The same steel we use for metal decking is used by the auto industry, appliance manufactures and even barbeque pit manufacturers amongst other industries. We are now pushing an estimated 50 cents per pound, an increase of about 20% in only one year.”
San Antonio, TX (PRWEB) September 05, 2014
Over the past 7 years we have seen the recession cause steel prices to drop considerably. Now that the economy is rebounding demand for steel is on the increase, impacting all steel related industries. Raul Morales, president of Gavin Steel Fabrication(parent company to Helotes Trailers and We’ll Deck You, a Vulcraft Metal Decking supplier out of San Antonio, TX) says, “Last year we were paying an estimated 40 cents per pound for steel; with the rebound of the economy we have seen demand for steel raise as related industries begin to pick up pace. The same steel we use for metal decking is used by the auto industry, appliance manufactures and even barbeque pit manufacturers amongst other industries.
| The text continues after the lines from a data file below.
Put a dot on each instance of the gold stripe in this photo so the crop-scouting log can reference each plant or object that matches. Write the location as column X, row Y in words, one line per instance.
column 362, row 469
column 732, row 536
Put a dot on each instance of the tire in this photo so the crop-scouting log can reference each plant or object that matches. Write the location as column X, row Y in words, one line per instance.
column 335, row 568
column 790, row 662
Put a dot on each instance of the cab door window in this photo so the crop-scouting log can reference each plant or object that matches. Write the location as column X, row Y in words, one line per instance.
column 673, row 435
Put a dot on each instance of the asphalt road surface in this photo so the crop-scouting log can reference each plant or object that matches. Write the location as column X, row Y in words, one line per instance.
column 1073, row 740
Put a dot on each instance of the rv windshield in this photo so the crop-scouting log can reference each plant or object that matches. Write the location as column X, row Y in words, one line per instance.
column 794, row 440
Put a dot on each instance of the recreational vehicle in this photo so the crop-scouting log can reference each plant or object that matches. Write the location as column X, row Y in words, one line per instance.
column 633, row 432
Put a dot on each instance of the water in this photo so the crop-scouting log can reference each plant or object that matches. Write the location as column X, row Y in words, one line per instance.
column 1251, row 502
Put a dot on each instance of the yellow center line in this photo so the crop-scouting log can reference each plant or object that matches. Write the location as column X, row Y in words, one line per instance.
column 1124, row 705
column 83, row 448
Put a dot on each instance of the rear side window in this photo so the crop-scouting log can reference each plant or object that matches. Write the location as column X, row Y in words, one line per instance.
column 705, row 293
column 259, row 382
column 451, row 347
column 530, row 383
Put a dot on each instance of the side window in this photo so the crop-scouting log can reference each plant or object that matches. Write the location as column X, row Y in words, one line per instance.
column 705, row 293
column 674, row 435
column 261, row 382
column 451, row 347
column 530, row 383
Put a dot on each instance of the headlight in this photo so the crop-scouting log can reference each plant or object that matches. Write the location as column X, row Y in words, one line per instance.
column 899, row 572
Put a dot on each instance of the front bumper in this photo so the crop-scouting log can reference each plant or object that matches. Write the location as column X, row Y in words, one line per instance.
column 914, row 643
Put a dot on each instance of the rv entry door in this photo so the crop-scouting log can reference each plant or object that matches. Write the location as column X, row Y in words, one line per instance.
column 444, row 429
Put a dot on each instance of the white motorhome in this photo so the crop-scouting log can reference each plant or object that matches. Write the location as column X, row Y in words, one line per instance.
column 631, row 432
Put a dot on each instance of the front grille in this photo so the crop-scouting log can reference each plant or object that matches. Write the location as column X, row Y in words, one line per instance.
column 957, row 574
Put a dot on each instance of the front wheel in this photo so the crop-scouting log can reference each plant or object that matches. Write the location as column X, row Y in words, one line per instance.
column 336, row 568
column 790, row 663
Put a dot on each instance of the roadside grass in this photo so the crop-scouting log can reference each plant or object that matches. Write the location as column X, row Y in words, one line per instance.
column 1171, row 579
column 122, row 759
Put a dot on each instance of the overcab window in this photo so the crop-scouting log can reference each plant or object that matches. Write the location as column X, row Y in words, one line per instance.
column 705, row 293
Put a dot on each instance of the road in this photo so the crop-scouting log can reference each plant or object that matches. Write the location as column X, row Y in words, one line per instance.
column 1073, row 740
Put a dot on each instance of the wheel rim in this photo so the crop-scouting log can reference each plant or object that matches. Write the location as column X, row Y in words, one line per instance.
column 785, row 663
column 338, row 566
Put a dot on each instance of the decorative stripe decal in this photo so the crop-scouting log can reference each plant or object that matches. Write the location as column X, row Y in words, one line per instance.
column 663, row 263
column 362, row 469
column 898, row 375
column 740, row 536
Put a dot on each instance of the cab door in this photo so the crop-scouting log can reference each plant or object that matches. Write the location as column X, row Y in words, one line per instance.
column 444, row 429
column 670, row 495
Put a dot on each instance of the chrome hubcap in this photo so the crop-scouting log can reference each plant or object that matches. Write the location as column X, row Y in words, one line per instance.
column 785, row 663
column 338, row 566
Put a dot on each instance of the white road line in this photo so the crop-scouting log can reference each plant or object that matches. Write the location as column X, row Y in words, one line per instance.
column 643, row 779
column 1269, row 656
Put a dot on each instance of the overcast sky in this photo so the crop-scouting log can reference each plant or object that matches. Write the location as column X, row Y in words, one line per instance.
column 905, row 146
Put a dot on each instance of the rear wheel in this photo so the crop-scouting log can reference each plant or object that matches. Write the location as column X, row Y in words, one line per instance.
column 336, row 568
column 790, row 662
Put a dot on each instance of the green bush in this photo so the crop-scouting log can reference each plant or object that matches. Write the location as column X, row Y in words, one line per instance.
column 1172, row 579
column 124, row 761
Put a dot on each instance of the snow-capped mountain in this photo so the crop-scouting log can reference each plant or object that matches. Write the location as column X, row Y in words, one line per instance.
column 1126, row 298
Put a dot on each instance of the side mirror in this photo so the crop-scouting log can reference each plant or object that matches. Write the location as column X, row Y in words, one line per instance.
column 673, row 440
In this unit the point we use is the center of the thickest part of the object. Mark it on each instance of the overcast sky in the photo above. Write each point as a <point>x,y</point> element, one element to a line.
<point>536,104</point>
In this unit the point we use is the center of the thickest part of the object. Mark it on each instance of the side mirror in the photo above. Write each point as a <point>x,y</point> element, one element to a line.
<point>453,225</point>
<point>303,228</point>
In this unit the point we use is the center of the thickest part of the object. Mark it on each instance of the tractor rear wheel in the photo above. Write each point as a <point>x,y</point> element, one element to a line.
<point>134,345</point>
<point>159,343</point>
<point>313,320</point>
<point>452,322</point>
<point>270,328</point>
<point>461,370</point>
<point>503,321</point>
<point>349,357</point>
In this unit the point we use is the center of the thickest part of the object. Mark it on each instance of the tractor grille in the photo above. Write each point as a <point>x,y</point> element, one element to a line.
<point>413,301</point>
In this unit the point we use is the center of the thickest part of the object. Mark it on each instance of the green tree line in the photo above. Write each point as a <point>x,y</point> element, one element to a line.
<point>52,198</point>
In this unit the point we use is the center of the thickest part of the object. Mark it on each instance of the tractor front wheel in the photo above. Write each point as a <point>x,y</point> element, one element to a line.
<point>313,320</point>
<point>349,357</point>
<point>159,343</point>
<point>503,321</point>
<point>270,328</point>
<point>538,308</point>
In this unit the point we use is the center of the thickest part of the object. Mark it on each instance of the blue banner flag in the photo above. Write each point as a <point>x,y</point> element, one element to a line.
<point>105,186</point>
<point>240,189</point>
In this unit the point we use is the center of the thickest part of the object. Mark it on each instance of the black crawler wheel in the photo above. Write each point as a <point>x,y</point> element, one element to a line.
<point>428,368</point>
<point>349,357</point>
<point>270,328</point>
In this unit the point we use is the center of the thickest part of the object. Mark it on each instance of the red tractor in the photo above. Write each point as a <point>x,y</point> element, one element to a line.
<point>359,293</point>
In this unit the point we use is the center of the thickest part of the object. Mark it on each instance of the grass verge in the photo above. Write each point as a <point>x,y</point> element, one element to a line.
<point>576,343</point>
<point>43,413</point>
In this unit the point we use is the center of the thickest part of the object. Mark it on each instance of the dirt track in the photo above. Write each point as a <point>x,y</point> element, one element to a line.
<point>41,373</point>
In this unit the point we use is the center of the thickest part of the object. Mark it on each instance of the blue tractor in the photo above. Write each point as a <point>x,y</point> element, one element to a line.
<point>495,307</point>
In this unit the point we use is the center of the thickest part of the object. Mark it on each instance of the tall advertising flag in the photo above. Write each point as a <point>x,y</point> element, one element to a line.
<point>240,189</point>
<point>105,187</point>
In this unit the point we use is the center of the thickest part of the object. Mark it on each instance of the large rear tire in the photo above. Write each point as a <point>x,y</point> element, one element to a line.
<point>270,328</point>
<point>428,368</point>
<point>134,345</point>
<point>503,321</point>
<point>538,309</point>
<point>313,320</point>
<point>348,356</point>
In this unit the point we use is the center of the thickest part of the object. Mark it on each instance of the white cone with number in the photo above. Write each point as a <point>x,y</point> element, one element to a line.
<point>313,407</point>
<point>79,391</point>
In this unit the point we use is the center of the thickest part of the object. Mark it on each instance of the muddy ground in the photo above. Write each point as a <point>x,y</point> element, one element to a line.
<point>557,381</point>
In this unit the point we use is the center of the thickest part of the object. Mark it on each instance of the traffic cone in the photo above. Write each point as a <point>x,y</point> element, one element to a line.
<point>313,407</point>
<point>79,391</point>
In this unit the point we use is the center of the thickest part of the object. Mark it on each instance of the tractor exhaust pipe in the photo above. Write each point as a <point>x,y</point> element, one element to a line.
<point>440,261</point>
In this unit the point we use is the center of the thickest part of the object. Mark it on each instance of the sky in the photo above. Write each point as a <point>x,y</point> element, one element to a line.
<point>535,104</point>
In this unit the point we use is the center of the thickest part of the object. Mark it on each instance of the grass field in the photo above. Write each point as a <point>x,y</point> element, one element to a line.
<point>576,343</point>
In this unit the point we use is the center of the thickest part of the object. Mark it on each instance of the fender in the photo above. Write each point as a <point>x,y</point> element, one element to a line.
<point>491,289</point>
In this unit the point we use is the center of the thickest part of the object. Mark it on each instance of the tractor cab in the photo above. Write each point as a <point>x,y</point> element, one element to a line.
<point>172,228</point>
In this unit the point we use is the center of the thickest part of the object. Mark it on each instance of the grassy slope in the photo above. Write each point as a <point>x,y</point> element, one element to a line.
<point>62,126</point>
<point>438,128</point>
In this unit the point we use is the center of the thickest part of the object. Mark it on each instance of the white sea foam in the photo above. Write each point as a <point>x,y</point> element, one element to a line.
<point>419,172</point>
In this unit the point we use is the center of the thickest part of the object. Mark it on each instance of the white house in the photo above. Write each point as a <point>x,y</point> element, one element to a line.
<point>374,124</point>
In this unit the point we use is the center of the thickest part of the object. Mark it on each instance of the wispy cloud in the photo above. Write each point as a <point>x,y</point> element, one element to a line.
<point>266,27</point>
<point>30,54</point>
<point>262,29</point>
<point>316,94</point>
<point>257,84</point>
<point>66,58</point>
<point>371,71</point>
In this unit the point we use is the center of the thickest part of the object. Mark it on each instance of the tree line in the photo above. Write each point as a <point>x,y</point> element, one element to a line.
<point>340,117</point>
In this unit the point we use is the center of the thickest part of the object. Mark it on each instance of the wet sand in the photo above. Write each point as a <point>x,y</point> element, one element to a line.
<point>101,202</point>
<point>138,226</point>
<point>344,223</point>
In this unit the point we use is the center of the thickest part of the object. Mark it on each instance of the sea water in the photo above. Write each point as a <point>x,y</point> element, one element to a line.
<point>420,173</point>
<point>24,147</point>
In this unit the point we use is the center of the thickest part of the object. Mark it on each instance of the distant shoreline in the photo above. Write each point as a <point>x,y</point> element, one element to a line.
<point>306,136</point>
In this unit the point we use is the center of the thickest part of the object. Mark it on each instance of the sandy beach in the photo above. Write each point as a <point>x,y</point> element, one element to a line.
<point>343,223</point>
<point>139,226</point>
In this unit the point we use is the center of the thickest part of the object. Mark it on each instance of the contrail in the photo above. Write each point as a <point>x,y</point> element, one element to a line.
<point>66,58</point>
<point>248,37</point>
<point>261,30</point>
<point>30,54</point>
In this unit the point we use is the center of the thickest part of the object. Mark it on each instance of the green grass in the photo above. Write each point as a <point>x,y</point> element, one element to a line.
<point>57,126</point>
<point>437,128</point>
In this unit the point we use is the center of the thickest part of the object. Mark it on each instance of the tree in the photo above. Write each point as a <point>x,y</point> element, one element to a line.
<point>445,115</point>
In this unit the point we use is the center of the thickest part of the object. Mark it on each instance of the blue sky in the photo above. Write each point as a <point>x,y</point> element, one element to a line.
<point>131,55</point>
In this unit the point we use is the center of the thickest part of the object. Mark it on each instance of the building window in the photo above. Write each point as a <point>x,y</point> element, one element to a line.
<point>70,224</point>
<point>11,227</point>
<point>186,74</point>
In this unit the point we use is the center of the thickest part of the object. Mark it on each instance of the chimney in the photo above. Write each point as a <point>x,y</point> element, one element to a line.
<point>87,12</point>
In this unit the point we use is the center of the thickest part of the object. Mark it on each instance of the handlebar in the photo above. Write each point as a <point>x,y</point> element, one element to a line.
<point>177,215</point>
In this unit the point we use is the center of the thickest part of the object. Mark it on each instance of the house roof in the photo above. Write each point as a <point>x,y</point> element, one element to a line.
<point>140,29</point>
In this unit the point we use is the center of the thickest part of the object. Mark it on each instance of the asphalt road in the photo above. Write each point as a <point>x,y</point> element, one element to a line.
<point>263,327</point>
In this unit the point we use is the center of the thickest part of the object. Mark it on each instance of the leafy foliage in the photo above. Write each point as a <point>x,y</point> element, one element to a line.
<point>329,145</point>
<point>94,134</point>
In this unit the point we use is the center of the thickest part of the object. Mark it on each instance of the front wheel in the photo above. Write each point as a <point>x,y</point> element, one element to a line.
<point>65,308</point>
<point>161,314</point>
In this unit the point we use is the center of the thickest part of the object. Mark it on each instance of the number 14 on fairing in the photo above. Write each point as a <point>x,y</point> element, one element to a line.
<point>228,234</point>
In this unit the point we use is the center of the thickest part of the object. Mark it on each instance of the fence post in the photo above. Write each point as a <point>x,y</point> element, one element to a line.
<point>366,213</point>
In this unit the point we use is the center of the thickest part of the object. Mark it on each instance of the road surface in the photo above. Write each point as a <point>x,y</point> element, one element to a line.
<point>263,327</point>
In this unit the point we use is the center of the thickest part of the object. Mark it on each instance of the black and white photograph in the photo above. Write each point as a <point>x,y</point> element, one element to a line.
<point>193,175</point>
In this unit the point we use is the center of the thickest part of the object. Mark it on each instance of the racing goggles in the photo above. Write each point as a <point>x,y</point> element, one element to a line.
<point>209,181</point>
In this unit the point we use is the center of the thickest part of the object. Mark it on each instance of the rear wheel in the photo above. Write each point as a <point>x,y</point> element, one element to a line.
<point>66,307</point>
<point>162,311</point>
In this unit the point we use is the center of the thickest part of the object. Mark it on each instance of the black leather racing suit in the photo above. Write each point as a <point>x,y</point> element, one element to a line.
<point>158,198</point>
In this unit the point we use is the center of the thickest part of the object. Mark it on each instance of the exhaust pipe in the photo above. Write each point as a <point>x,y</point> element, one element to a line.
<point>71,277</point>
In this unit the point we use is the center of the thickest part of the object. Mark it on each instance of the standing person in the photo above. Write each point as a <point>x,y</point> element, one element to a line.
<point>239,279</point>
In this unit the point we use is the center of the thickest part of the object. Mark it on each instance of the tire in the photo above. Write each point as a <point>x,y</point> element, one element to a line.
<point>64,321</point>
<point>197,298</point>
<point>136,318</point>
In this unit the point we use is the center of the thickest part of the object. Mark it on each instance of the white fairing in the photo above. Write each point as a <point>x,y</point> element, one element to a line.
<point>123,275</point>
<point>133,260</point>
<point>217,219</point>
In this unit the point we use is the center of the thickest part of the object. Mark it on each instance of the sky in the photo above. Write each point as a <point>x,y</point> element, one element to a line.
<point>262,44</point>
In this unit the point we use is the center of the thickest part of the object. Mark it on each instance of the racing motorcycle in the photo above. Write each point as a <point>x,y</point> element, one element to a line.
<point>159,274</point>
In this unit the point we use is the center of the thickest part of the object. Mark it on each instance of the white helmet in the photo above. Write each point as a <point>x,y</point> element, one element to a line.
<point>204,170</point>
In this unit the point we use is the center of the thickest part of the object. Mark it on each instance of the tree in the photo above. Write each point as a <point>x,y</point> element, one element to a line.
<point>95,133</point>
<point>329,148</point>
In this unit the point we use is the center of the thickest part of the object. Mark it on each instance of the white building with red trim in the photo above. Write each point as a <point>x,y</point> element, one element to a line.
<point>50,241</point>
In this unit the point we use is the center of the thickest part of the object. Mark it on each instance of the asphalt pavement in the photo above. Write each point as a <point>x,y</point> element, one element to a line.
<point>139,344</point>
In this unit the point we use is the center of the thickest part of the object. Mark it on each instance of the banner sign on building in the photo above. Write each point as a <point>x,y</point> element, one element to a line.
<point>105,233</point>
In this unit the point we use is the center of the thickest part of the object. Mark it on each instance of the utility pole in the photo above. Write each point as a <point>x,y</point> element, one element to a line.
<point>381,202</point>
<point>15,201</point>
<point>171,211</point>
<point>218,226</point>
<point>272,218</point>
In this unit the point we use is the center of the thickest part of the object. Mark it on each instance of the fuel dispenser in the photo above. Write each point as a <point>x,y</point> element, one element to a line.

We are now pushing an estimated 50 cents per pound, an increase of about 20% in only one year.”
According to Ernest and Young’s 2014 report on the steel industry, the capacity of steel production in the US is an important factor in steel prices potentially dropping; however, being that production capacity is a factor that is ‘controlled’ I believe that steel producers will find a way to allow increased demand for steel to continue to push steel prices up. As stated in the Earnest and Young’s report, “Excess Capacity is the Largest Threat to the Sector” (pg. 1). As a result, producers will continue to charge the highest possible price the consumer is willing to pay regardless of increased production capacity. Small steel fabrication companies like, our own, Gavin Steel, Inc. and their sister company, We’ll Deck You, will continue to see steel prices rise regardless of the increased capacity of steel production due to the control mechanisms of this sector.
As the auto industry continues to rebound and new commercial developments continue to be built the demand for steel fabrication will continue to rise and the cost of steel sheets and coils will continue to increase causing prices to rise; thus, allowing capacity control to be used as a tool for steel producers to maximize profit per unit of product.